The decision rested on an analysis that assumed that a BRT line, like light rail, “would operate entirely on exclusive guideway; two curbed travel lanes separated from general purpose traffic, pedestrians and bicycles.”

But the developers were already preparing to renege on this promise.

Even before the vote, they had hired transportation consultants to study how to build the transitway on the cheap. Within days of the council vote, the developers pulled the plan out of their back pockets and began lobbying county and state officials for it.

The public has not been allowed to see the developers’ plan. But reports are that it would delete overpasses from the transitway. Buses would get their own lanes only where the price is low. At intersections — the places where congestion is worst — the “rapid” buses would have to travel in regular traffic lanes.

Why would anyone want to spend tens of millions of dollars to build bus lanes where they won’t do much good? The reason is that sprawl development in “Science City,” on the west side of Gaithersburg, can’t move forward until the CCT, or at least some version of the CCT, gets built.

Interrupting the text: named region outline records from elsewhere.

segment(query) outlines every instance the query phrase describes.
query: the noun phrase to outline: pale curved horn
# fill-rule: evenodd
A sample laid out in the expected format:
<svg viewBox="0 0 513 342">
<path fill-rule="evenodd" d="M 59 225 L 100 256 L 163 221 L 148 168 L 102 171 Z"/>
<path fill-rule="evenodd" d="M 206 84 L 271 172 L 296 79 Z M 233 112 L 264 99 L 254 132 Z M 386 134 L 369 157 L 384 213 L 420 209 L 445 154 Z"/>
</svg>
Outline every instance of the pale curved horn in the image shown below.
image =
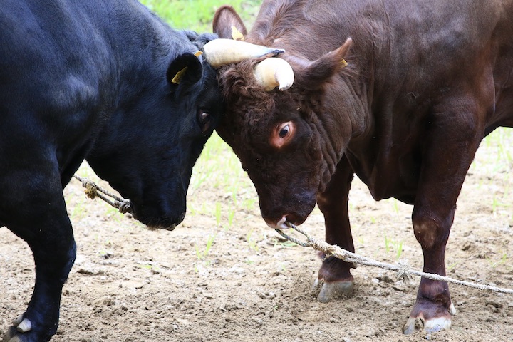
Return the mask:
<svg viewBox="0 0 513 342">
<path fill-rule="evenodd" d="M 281 91 L 286 90 L 294 83 L 294 71 L 284 59 L 270 58 L 259 63 L 254 68 L 256 81 L 264 86 L 266 91 L 271 91 L 276 86 Z"/>
<path fill-rule="evenodd" d="M 218 68 L 246 59 L 262 57 L 269 53 L 276 56 L 285 52 L 285 50 L 252 44 L 246 41 L 219 38 L 207 43 L 203 46 L 203 51 L 207 61 L 214 68 Z"/>
</svg>

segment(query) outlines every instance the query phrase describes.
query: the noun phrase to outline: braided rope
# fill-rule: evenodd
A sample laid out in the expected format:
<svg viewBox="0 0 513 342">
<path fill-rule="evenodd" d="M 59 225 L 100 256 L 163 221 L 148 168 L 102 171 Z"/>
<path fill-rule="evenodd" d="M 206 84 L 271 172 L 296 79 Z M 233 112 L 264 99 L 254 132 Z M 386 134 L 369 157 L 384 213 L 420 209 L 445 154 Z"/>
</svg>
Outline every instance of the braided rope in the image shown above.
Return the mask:
<svg viewBox="0 0 513 342">
<path fill-rule="evenodd" d="M 439 274 L 433 274 L 432 273 L 420 272 L 414 269 L 410 269 L 406 261 L 400 261 L 398 264 L 393 265 L 390 264 L 386 264 L 384 262 L 376 261 L 372 259 L 361 256 L 356 254 L 346 249 L 343 249 L 338 246 L 329 244 L 323 241 L 319 241 L 311 237 L 308 233 L 304 232 L 303 229 L 298 228 L 295 225 L 290 222 L 286 222 L 286 224 L 291 229 L 296 232 L 304 234 L 306 237 L 306 242 L 303 242 L 294 237 L 290 237 L 284 233 L 281 229 L 275 229 L 278 234 L 284 237 L 285 239 L 291 241 L 297 244 L 305 247 L 313 247 L 317 251 L 324 252 L 326 257 L 333 256 L 336 258 L 343 260 L 346 262 L 351 262 L 353 264 L 360 264 L 365 266 L 370 266 L 373 267 L 379 267 L 383 269 L 389 271 L 393 271 L 398 273 L 398 279 L 403 281 L 407 281 L 412 278 L 412 276 L 423 276 L 428 279 L 437 280 L 440 281 L 447 281 L 447 283 L 452 283 L 457 285 L 462 285 L 465 286 L 473 287 L 480 290 L 489 290 L 494 292 L 502 292 L 504 294 L 513 294 L 513 289 L 503 289 L 497 286 L 492 286 L 489 285 L 483 285 L 480 284 L 472 283 L 470 281 L 463 281 L 462 280 L 455 279 L 447 276 L 440 276 Z"/>
<path fill-rule="evenodd" d="M 130 201 L 128 200 L 117 196 L 116 195 L 100 187 L 87 178 L 82 178 L 76 175 L 73 175 L 73 177 L 82 182 L 82 186 L 86 188 L 84 191 L 88 197 L 91 200 L 94 200 L 96 197 L 103 200 L 105 202 L 119 210 L 119 212 L 122 214 L 125 214 L 125 212 L 132 213 L 132 208 L 130 207 Z M 112 197 L 113 200 L 106 196 L 104 196 L 102 193 Z"/>
</svg>

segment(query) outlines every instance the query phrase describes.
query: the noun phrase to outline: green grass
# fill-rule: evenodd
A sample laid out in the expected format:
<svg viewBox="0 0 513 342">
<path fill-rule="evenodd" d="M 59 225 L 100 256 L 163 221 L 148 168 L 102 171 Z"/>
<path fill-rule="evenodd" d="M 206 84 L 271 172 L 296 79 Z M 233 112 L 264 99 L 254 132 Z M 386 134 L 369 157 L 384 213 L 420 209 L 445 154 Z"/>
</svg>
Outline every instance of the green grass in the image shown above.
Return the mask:
<svg viewBox="0 0 513 342">
<path fill-rule="evenodd" d="M 232 6 L 247 26 L 252 22 L 260 4 L 255 0 L 142 0 L 140 2 L 173 28 L 198 33 L 212 32 L 214 13 L 222 5 Z"/>
</svg>

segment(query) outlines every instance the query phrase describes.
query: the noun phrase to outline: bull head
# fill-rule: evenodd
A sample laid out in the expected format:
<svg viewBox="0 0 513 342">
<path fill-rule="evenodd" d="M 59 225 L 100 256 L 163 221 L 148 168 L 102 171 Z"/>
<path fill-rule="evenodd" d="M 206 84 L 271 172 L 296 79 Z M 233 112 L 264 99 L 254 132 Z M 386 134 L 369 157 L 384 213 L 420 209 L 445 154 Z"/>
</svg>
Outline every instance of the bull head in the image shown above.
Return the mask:
<svg viewBox="0 0 513 342">
<path fill-rule="evenodd" d="M 285 52 L 280 48 L 232 39 L 210 41 L 204 45 L 204 51 L 207 61 L 214 68 L 269 54 L 276 56 Z M 292 67 L 282 58 L 271 57 L 264 59 L 256 64 L 254 73 L 256 81 L 266 91 L 271 91 L 276 86 L 281 91 L 286 90 L 294 83 Z"/>
</svg>

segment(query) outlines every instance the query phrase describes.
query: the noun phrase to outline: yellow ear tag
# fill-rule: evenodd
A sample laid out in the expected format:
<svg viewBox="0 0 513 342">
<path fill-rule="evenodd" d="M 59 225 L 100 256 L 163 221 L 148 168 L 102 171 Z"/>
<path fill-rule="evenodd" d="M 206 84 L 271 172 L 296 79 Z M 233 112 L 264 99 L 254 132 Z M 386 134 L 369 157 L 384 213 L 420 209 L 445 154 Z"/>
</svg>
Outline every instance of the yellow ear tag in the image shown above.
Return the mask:
<svg viewBox="0 0 513 342">
<path fill-rule="evenodd" d="M 244 41 L 244 35 L 239 32 L 237 27 L 232 26 L 232 38 L 234 41 Z"/>
<path fill-rule="evenodd" d="M 203 54 L 203 52 L 202 51 L 197 51 L 196 53 L 195 53 L 195 56 L 196 57 L 200 57 L 201 55 Z M 184 68 L 183 69 L 180 70 L 177 73 L 176 75 L 175 75 L 175 77 L 173 77 L 172 80 L 171 80 L 171 82 L 176 84 L 180 84 L 180 81 L 182 80 L 182 78 L 183 77 L 184 74 L 185 73 L 185 71 L 187 71 L 187 66 Z"/>
</svg>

Johns Hopkins is the biggest landowner in the area.

Under a Master Plan approved in 2010, there can be no more development in Science City until certain requirements are fulfilled. The key hurdle is a requirement to “fully fund construction of the CCT from the Shady Grove Metro station to Metropolitan Grove within the first six years of the county’s CIP or the state CIP.” A transitway with overpasses left out wouldn’t seem to be “fully funded,” but Hopkins and its allies may have enough political pull to convince the county that it is.

Sometime in the future, after the dumbed-down transitway is built, the missing bridges could show up. But there’s little chance of that happening if Hopkins can get a go-ahead for its real estate schemes. The developers are the main force pushing this transitway forward, and they are sure to lose interest once they have their approvals.

Meanwhile, the county Bus Rapid Transit task force has found itself in a pickle. Unless it abandons its commitment to “gold standard” BRT, it has discovered, it must choose between taking lanes away from cars and road widenings that would involve wholesale demolition of homes and churches. If Hopkins gets away with its bait-and-switch on the Corridor Cities Transitway, we can expect bus projects to suffer the same fate in the rest of the county.